JK: The only part of the gender-neutral housing application that was different from the group commons process was having each member of the group submit a paragraph-long explanation of why they were interested in participating in gender-neutral housing. I don’t think the application was unfair, but I don’t know if I would necessarily call it fair either. I think it would have been better to have a more in-depth application process. In what way, though, I’m not entirely sure.

SW: How do you feel about getting to be part of the first year that gender-neutral housing is offered? I know that some people, especially LGBT groups, have been trying to get gender-neutral on-campus housing for a while now.

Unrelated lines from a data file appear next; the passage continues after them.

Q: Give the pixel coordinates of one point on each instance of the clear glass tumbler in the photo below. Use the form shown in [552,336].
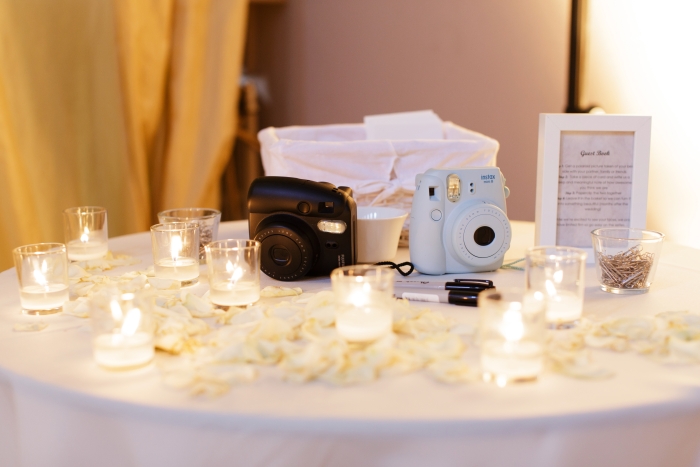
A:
[234,272]
[364,298]
[511,335]
[42,270]
[559,274]
[176,251]
[85,232]
[208,220]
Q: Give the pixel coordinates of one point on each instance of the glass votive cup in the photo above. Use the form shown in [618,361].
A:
[42,271]
[208,220]
[122,329]
[626,258]
[511,335]
[559,274]
[234,272]
[364,298]
[85,232]
[176,251]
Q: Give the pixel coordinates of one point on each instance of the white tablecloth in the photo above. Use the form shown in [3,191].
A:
[58,408]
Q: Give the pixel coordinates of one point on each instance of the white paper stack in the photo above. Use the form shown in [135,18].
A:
[378,160]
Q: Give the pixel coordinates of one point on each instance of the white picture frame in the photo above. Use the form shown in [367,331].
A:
[622,129]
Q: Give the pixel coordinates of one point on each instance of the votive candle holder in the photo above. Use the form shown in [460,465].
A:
[176,252]
[85,232]
[364,300]
[558,273]
[42,271]
[208,220]
[234,272]
[511,335]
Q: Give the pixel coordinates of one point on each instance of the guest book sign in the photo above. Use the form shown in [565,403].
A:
[592,172]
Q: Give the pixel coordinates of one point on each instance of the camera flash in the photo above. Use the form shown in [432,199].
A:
[337,227]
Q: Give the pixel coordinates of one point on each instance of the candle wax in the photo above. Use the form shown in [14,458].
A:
[512,360]
[43,297]
[181,269]
[564,307]
[241,293]
[121,351]
[363,323]
[82,251]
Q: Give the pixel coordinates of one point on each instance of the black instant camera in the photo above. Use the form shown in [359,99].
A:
[304,227]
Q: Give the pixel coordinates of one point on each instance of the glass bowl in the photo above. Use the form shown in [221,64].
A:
[626,259]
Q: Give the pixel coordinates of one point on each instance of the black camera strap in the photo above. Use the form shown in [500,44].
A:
[397,266]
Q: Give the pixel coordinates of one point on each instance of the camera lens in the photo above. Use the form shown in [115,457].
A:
[484,235]
[286,253]
[280,255]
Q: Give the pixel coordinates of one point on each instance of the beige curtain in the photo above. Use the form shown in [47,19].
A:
[126,104]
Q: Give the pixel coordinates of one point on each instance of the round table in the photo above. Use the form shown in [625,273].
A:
[57,407]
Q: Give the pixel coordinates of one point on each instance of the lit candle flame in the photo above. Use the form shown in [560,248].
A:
[39,273]
[116,310]
[361,296]
[175,246]
[235,271]
[512,326]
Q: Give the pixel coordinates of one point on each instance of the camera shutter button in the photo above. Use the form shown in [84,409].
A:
[304,207]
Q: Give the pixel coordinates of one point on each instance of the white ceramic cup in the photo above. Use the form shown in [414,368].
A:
[378,231]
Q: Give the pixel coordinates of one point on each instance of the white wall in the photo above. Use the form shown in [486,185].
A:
[488,65]
[644,58]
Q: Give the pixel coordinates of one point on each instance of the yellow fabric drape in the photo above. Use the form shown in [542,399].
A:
[126,104]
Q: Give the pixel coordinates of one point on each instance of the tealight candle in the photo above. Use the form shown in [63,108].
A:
[42,270]
[234,272]
[512,336]
[364,302]
[176,251]
[85,231]
[557,274]
[122,330]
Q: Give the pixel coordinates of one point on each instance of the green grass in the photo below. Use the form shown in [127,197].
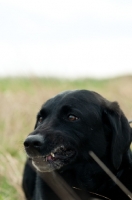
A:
[20,99]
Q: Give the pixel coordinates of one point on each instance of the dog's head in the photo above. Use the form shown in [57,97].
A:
[73,123]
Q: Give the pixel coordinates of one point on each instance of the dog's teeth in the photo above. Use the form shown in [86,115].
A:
[52,154]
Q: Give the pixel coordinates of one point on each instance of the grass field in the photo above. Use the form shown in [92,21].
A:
[20,99]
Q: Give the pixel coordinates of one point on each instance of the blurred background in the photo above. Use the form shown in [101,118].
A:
[50,46]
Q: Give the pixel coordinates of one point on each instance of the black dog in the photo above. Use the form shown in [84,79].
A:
[69,126]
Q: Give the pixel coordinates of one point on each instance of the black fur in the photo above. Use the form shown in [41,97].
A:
[70,125]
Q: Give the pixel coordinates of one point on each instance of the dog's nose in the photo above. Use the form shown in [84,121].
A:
[35,141]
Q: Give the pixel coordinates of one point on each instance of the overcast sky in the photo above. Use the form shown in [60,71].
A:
[86,38]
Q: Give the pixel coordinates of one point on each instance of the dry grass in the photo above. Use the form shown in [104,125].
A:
[20,100]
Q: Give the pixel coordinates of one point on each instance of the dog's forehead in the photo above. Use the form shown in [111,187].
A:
[75,97]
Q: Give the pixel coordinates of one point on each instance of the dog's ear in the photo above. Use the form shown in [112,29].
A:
[120,129]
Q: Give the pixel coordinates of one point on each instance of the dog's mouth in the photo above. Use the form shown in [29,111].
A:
[56,159]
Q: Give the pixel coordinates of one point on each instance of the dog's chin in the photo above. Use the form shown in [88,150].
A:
[55,160]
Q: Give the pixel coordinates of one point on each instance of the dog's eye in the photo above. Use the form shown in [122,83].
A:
[40,120]
[72,118]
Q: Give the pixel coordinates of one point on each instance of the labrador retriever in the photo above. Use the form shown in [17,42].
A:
[68,127]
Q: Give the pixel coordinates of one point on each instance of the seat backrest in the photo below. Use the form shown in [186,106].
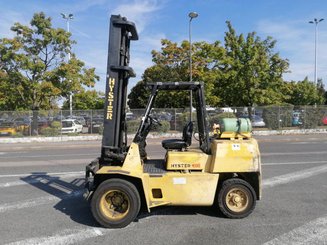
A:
[187,133]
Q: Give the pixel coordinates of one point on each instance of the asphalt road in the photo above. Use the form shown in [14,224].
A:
[41,199]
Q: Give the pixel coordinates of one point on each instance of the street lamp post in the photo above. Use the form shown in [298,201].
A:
[316,21]
[69,17]
[192,15]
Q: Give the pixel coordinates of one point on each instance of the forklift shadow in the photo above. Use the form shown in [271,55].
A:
[182,210]
[69,195]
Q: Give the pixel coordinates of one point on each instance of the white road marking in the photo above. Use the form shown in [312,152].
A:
[41,174]
[48,155]
[38,201]
[39,180]
[71,236]
[291,163]
[314,232]
[78,235]
[291,177]
[294,153]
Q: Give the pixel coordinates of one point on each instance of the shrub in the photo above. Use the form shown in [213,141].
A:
[51,131]
[312,116]
[276,117]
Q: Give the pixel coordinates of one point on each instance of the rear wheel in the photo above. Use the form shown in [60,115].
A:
[115,203]
[236,198]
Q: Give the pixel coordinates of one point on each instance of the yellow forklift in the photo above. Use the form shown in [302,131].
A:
[223,171]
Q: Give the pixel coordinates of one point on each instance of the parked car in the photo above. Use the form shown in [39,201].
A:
[71,126]
[96,125]
[257,121]
[80,119]
[7,129]
[296,119]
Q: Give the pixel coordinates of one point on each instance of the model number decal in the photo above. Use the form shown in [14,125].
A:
[179,181]
[185,165]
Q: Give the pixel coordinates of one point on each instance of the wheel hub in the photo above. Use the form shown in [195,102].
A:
[114,205]
[237,200]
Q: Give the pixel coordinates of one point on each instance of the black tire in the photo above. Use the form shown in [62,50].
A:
[115,197]
[236,198]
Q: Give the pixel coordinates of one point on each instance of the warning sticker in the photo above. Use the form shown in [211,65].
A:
[179,181]
[236,147]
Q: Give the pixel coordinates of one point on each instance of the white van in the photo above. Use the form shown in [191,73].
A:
[71,126]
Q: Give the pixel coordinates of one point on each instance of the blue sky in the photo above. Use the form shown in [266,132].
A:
[285,20]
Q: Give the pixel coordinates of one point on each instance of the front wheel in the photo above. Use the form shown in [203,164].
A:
[236,198]
[115,203]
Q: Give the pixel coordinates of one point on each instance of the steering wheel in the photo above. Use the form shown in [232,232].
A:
[154,120]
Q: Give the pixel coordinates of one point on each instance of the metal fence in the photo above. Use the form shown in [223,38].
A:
[81,122]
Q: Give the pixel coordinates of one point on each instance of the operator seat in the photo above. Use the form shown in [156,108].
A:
[179,144]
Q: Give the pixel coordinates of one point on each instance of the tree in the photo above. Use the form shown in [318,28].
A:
[252,72]
[86,100]
[172,64]
[305,93]
[34,61]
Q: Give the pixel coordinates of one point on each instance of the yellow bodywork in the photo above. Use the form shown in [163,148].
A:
[191,176]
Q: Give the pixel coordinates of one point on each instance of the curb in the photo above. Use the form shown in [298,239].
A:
[155,135]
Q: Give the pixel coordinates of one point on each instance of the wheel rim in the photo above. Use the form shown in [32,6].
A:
[237,200]
[114,204]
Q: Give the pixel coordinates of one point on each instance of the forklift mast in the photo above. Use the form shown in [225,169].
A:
[114,141]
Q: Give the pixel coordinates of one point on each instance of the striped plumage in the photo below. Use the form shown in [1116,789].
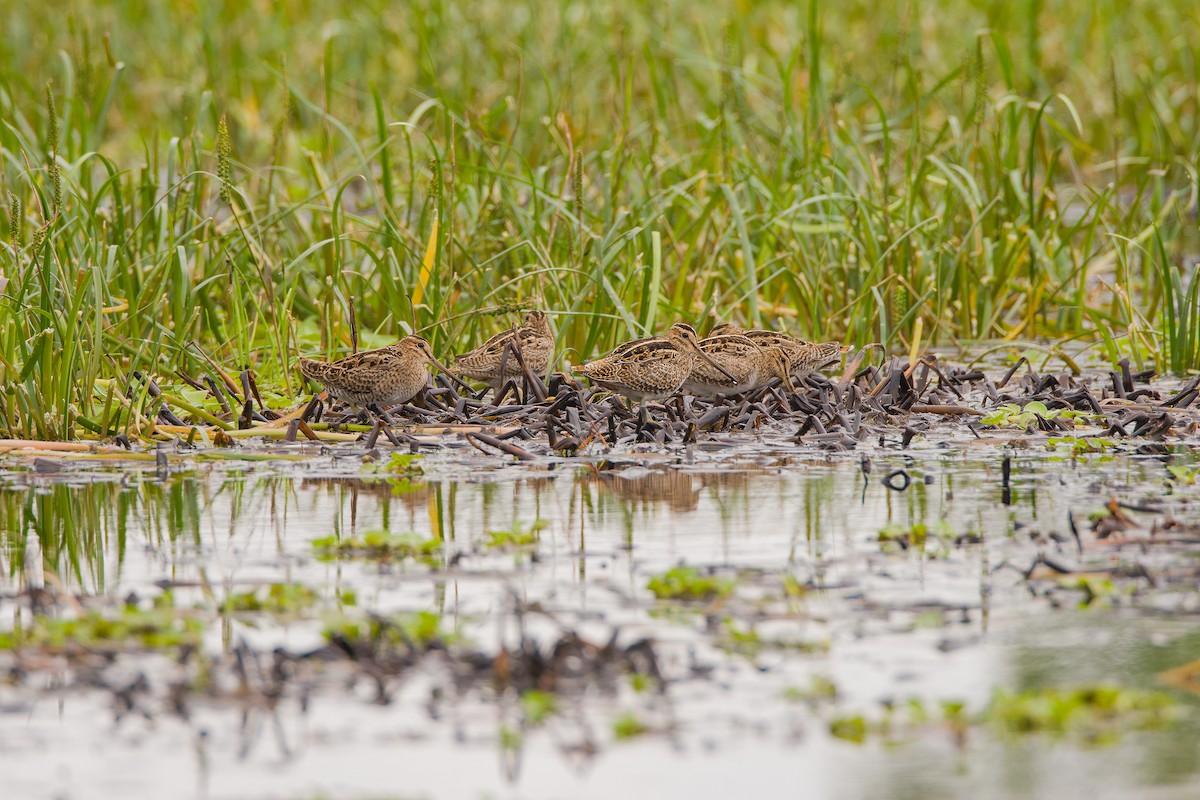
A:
[489,364]
[649,368]
[751,366]
[385,377]
[807,356]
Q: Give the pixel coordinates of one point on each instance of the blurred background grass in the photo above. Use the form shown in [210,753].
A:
[971,170]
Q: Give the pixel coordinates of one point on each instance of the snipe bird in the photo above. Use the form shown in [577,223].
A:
[495,361]
[807,356]
[651,368]
[751,366]
[375,379]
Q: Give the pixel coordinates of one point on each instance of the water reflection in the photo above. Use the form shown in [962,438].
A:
[904,613]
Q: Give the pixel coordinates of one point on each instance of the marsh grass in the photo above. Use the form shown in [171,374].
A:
[223,191]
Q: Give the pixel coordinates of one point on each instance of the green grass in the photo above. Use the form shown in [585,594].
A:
[221,188]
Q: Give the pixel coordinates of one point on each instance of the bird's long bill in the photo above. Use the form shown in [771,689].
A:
[714,365]
[449,373]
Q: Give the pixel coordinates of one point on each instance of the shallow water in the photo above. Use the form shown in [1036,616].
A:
[946,623]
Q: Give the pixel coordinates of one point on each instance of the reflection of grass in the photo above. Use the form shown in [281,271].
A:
[628,726]
[688,583]
[803,181]
[127,630]
[420,631]
[515,537]
[1097,713]
[1009,415]
[279,599]
[379,546]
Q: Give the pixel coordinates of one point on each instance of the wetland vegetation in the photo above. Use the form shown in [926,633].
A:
[964,563]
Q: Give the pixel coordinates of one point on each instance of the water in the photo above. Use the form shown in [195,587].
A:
[819,600]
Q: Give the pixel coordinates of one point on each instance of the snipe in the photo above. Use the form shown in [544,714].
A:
[651,368]
[375,379]
[495,361]
[750,366]
[807,356]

JK: Being part of the first year to participate in gender-neutral housing is exciting for me, but I also feel like there’s pressure on me as well. I’m sure the school will be monitoring the students involved and doing all sorts of reviews to ensure it isn’t having any significant impact on productivity or causing problems. I don’t want to be part of the reason the school stops offering gender-neutral housing. At the same time, though, I’m excited to have the opportunity to show RPI’s deans and administrators that it can work.

SW: Obviously, some people worry that couples will decide to live together. Do you think the application process helped to keep this from happening?

JK: I don’t know if the group of people reviewing the housing applications looked into whether or not the people in each group were in relationships. I’d be willing to bet that RPI certainly took into account the possibility of it happening, but again I can’t be sure. Then again, this is college, and couples live together even without being assigned to the same room—so I don’t think couples would be affected very much if significant resources were invested into preventing it.

SW: If you were an animal, what animal would you be? Why?

JK: I can’t choose just one. My first of two animals would have to be an otter. Otters are adorable and completely badass. The internet has shown that multiple times over. Tied with the otters would be my dog at home, Zoe. She’s spoiled rotten, and getting to live life in the day of my dog is something I think would be really amazing to experience.